Jednakże pojawiło się zamieszanie co do dokładnej natury naruszeń związanych ze Snowflake, z powodu grupy występującej pod nazwą ShinyHunters – będącej również operatorem niedawno zakłócono BreachForums „usługa” zabezpieczająca przed wyciekiem danych – która wielokrotnie twierdziła, iż ​​stoi za tymi incydentami i iż to ona włamała się do systemów Snowflake.

W połowie czerwca przedstawiciel kolektywu ShinyHunters twierdził, w wywiadzie dla Wired iż uzyskał dostęp do klientów Snowflake poprzez naruszenie bezpieczeństwa białoruskiego kontrahenta EPAM. Jak we wszystkich przypadkach, gdy aktorzy zagrożeń wypowiadają się publicznie, roszczenia te należy traktować z ekstremalnym sceptycyzmem, a EPAM ma obalił twierdzenia ShinyHunters, mówiąc, iż tak było celem kampanii dezinformacyjnej.

Prawdziwa natura trwających incydentów prawdopodobnie stanie się jasna dopiero w przyszłości, po przeprowadzeniu wielu równoległych dochodzeń.

MFA domyślnie

Na początku tego tygodnia firma Snowflake wprowadziła istotną zmianę w swojej polityce, mającą na celu pomóc klientom w zachowaniu bezpieczeństwa ich środowisk, w związku z czym wzmocniła ona swoją ofertę uwierzytelniania wieloskładnikowego (MFA).

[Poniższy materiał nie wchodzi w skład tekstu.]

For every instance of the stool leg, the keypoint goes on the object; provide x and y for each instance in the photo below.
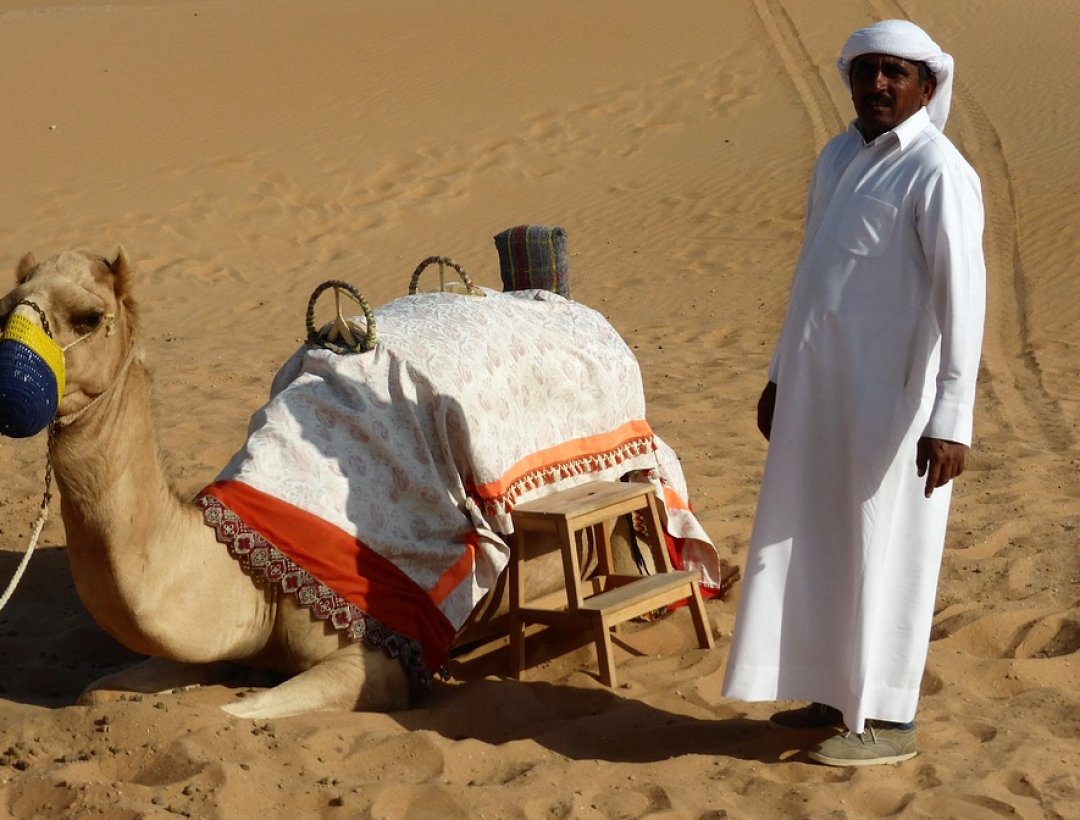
(515, 622)
(701, 624)
(658, 541)
(605, 657)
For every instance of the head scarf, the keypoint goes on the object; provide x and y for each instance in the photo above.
(906, 40)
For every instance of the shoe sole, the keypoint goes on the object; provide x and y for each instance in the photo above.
(866, 762)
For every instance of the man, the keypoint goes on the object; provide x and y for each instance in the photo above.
(867, 412)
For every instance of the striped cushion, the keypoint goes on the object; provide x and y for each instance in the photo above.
(534, 256)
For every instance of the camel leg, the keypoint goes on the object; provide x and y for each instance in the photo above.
(353, 677)
(152, 675)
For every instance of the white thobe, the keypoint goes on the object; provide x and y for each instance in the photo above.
(879, 347)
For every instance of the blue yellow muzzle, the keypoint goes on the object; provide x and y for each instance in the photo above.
(31, 377)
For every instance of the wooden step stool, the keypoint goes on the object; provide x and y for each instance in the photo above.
(612, 599)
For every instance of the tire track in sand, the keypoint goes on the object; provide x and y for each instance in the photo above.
(1011, 372)
(825, 120)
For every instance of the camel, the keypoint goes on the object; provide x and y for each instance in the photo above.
(144, 562)
(156, 580)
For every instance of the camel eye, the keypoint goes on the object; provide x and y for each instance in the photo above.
(86, 322)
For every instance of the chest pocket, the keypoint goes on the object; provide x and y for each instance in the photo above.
(867, 226)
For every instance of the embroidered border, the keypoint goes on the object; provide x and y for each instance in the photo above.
(267, 565)
(504, 502)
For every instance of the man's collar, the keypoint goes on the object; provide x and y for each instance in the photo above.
(905, 133)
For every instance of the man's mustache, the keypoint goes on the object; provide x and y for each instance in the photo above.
(877, 99)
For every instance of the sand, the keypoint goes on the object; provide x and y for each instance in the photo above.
(245, 151)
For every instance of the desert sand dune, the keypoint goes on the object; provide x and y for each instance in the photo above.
(245, 151)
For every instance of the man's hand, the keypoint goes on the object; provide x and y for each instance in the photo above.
(940, 460)
(766, 405)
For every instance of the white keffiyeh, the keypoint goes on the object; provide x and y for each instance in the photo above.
(903, 39)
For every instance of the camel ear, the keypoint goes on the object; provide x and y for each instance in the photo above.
(25, 266)
(123, 270)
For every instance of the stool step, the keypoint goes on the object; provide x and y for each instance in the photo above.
(631, 595)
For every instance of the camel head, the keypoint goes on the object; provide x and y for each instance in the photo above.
(68, 326)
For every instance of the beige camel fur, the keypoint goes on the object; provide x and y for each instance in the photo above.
(147, 568)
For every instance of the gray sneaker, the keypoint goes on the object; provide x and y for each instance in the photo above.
(813, 716)
(879, 743)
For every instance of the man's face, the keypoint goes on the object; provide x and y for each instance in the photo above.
(886, 91)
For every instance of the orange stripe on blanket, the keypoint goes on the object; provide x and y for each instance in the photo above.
(567, 453)
(674, 501)
(348, 566)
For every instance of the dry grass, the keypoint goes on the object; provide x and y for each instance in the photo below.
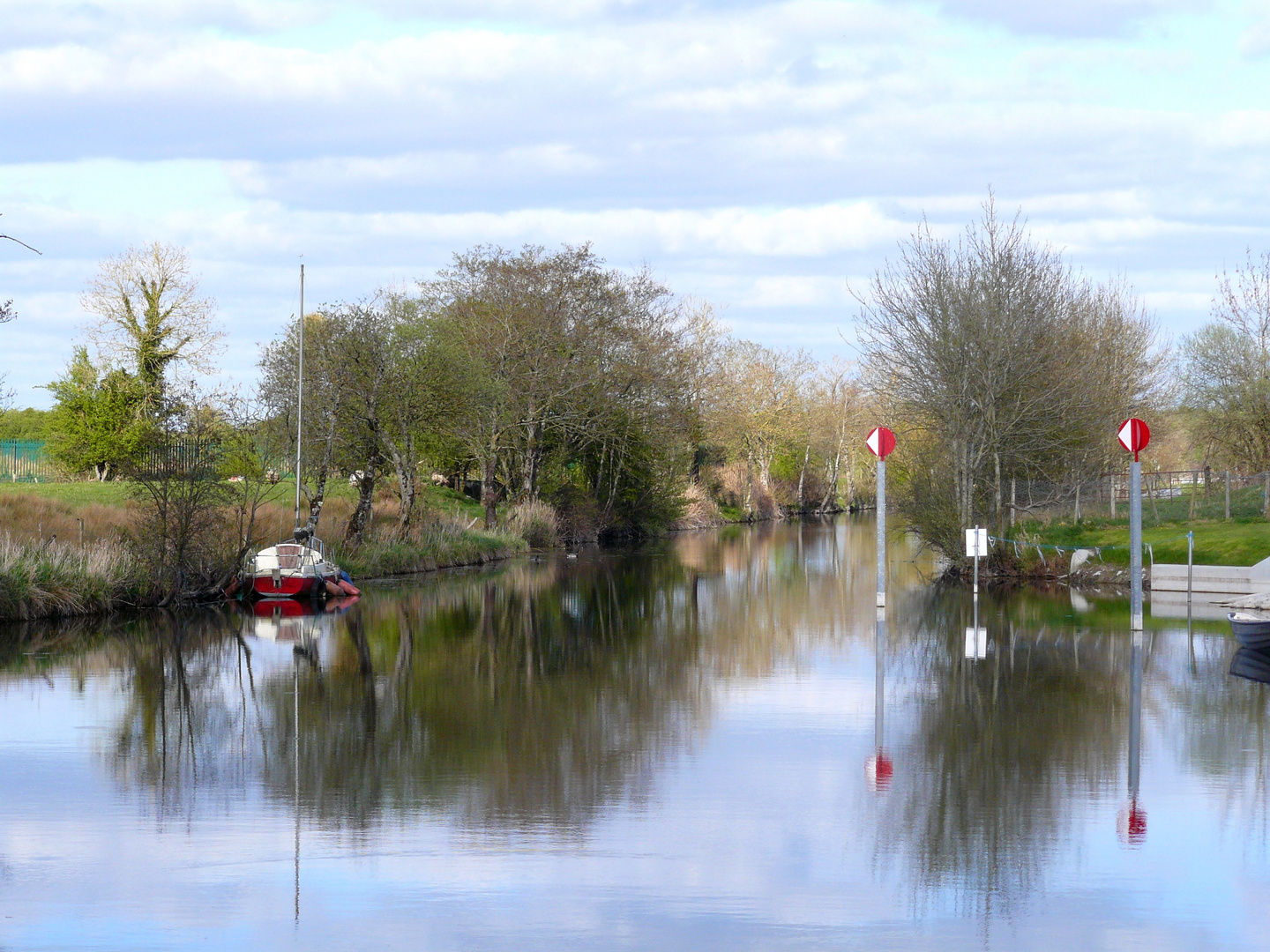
(536, 522)
(700, 512)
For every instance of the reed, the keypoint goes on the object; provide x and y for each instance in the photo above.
(60, 579)
(439, 545)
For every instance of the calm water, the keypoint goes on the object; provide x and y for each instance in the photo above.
(675, 747)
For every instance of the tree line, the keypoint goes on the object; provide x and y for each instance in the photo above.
(545, 377)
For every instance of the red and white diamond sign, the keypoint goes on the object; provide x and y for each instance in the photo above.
(880, 442)
(1134, 435)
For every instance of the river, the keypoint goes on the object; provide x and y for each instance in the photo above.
(707, 743)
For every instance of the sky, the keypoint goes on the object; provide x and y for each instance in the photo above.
(765, 158)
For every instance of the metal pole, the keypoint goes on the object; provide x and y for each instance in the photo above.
(882, 533)
(300, 392)
(1134, 715)
(1191, 568)
(977, 568)
(879, 680)
(1136, 546)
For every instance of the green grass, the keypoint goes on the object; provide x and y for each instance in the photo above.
(433, 548)
(118, 492)
(72, 493)
(1236, 542)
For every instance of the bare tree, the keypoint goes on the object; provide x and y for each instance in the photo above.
(8, 314)
(998, 361)
(150, 314)
(1226, 367)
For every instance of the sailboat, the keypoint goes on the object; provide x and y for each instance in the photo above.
(297, 568)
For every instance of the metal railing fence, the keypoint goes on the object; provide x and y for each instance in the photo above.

Udoskonalone zasady opierają się na trzech filarach: szybkim zachęcaniu użytkowników do korzystania z uwierzytelniania wieloskładnikowego; egzekwowaniu umożliwiającym administratorom domyślne włączanie uwierzytelniania wieloskładnikowego; monitorowaniu sprawdzaniu, którzy użytkownicy nie skonfigurowali uwierzytelniania wieloskładnikowego.

W przyszłości poszczególni użytkownicy Snowflake zostaną poproszeni o włączenie MFA i przeprowadzeni przez proces. Będą mogli odrzucić monit, ale pojawi się on ponownie po 72 godzinach, jeżeli nie zostaną podjęte żadne działania.

Administratorzy będą mogli tymczasem skorzystać z nowej opcji, która wymaga uwierzytelniania wieloskładnikowego dla wszystkich użytkowników na konciektórego zakres może być stosowany wyłącznie do użytkowników lokalnych lub obejmować także użytkowników logujących się jednokrotnie.

Snowflake udostępnił także bezpłatny pakiet skanujący, który domyślnie sprawdza zgodność z protokołem MFA i zasadami sieciowymi we wszystkich edycjach.

Javvad Malik, główny rzecznik ds. świadomości bezpieczeństwa w WiedziećByć4powiedział: „Dobrze słyszeć, iż Snowflake domyślnie włącza MFA. Z perspektywy ochrony konta MFA jest prawdopodobnie jedną z najskuteczniejszych kontroli, jakie można wdrożyć. Biorąc pod uwagę wszystkie ataki na konta, w tym wypychanie poświadczeń — więcej organizacji powinno domyślnie włączać MFA”.